- Court: High Court of Justice
- Decided: 16 April 1984
- Citation: [1984] 1 WLR 1172; [1984] 3 All ER 374; (1984) 148 JP 692; (1984) 79 Cr App R 229; (1984) 128 Sol Jo 660; (1984) 81 LS Gaz 2140; [1984] Crim LR 481

Case history
- Appealed from: Marylebone Magistrates' Court

Court membership
- Judges sitting: Goff LJ and Mann J

= Collins v Wilcock =

1984 court case in UK

Collins v Wilcock is an appellate case decided in 1984 by a divisional court of the Queen's Bench Division of the High Court of England and Wales. It is concerned with trespass to the person focusing on battery.

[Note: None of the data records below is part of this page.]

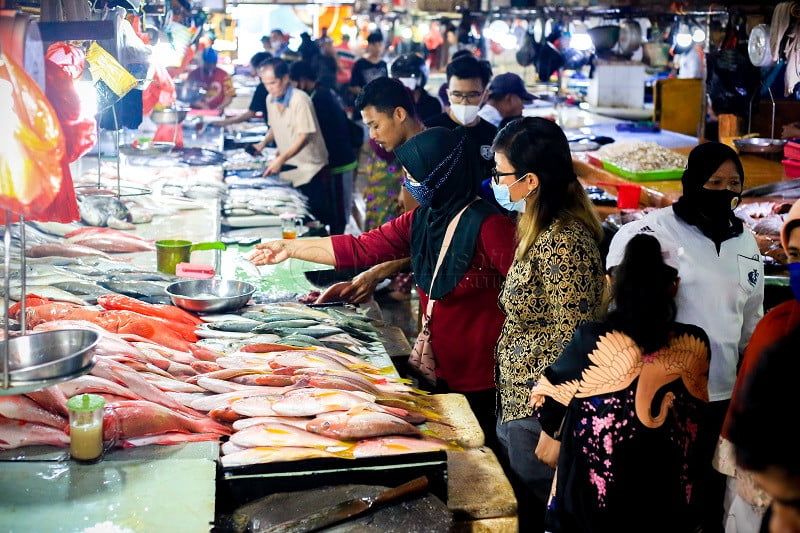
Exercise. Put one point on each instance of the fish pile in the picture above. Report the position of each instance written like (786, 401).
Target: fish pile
(638, 156)
(280, 393)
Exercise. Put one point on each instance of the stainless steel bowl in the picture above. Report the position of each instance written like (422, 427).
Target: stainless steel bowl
(169, 115)
(759, 145)
(210, 295)
(48, 355)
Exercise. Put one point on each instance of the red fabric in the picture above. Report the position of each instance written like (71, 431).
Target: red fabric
(775, 325)
(466, 323)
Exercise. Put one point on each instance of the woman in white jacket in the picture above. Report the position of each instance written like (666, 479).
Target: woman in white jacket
(721, 290)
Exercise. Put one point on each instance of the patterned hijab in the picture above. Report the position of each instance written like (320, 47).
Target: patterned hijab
(447, 165)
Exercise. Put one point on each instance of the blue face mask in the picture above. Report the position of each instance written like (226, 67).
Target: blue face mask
(794, 279)
(503, 196)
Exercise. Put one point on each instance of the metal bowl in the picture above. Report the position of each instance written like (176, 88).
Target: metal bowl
(210, 295)
(759, 145)
(48, 355)
(169, 115)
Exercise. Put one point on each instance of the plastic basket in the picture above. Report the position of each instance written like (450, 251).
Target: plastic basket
(648, 175)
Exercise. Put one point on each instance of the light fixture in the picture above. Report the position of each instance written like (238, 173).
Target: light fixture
(579, 37)
(684, 37)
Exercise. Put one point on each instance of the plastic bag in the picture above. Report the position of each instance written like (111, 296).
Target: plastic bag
(64, 64)
(112, 81)
(33, 182)
(161, 92)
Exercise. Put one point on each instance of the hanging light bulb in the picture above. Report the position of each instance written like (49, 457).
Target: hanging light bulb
(684, 37)
(580, 39)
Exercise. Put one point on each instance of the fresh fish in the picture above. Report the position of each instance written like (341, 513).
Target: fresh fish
(115, 243)
(358, 424)
(205, 331)
(137, 418)
(95, 385)
(311, 402)
(264, 454)
(45, 291)
(239, 326)
(374, 447)
(96, 210)
(63, 249)
(22, 408)
(168, 439)
(255, 401)
(281, 435)
(16, 433)
(294, 421)
(136, 288)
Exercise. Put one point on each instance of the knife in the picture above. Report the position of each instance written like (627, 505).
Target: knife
(347, 509)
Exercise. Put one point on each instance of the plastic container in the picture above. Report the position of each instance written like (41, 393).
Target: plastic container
(792, 168)
(791, 150)
(86, 427)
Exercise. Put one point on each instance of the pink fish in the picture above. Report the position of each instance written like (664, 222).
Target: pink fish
(169, 438)
(397, 445)
(265, 454)
(310, 402)
(93, 384)
(138, 418)
(296, 421)
(116, 243)
(64, 249)
(219, 401)
(23, 408)
(15, 433)
(281, 435)
(52, 399)
(359, 424)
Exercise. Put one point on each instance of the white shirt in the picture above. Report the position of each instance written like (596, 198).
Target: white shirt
(723, 294)
(490, 114)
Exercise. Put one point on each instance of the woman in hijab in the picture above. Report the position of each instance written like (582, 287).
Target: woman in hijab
(721, 291)
(442, 174)
(555, 284)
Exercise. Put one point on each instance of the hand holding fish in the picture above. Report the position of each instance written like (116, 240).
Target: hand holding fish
(269, 253)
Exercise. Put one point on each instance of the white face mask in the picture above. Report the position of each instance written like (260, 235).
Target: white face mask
(410, 83)
(464, 113)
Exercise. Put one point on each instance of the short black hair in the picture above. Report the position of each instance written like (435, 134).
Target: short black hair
(302, 69)
(385, 94)
(278, 66)
(409, 65)
(258, 58)
(468, 67)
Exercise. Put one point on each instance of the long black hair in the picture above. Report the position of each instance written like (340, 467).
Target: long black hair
(643, 292)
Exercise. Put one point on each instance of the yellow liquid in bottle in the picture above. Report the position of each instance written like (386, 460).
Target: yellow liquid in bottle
(86, 441)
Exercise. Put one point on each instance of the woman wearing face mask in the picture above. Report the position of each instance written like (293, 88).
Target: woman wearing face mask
(555, 284)
(722, 291)
(749, 501)
(466, 320)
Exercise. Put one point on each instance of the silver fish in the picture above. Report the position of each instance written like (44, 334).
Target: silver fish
(96, 210)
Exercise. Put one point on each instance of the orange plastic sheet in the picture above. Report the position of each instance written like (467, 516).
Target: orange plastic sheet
(34, 176)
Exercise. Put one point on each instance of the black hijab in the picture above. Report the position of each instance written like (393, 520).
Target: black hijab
(448, 162)
(704, 160)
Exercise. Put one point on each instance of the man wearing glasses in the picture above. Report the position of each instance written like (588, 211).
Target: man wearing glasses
(467, 80)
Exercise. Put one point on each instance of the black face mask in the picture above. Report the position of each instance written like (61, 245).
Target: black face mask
(717, 204)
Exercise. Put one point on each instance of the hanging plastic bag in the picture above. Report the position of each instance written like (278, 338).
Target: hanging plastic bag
(64, 64)
(112, 81)
(31, 144)
(161, 92)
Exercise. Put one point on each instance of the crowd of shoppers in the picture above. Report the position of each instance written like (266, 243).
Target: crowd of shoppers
(601, 383)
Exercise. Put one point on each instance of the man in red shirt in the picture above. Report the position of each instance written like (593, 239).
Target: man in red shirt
(216, 82)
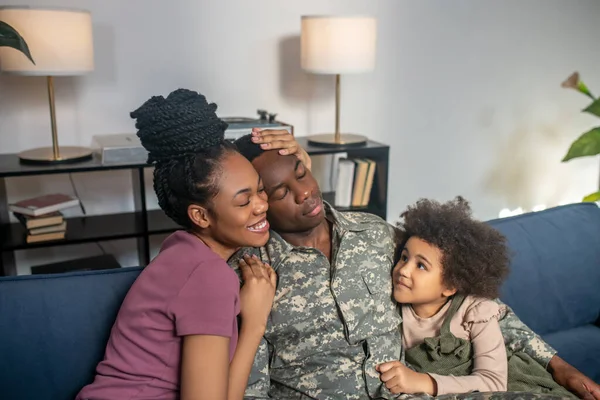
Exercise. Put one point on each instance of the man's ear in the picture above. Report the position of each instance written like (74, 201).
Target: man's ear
(199, 216)
(448, 292)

Collins v Wilcock is a leading case. Expanding on Sir John Holt's definition of intent in Cole v Turner, Lord Goff's ruling in Collins v Wilcock narrowed the law. "An assault is committed when a person intentionally or recklessly harms someone indirectly. A battery is committed when a person intentionally and recklessly harms someone directly." But it also says this: "An offence of Common Assault is committed when a person either assaults another person or commits a battery." It notes that the only distinction between common assault and causing actual bodily harm (under section 47 of the Offences Against the Person Act 1861) is the degree of injury.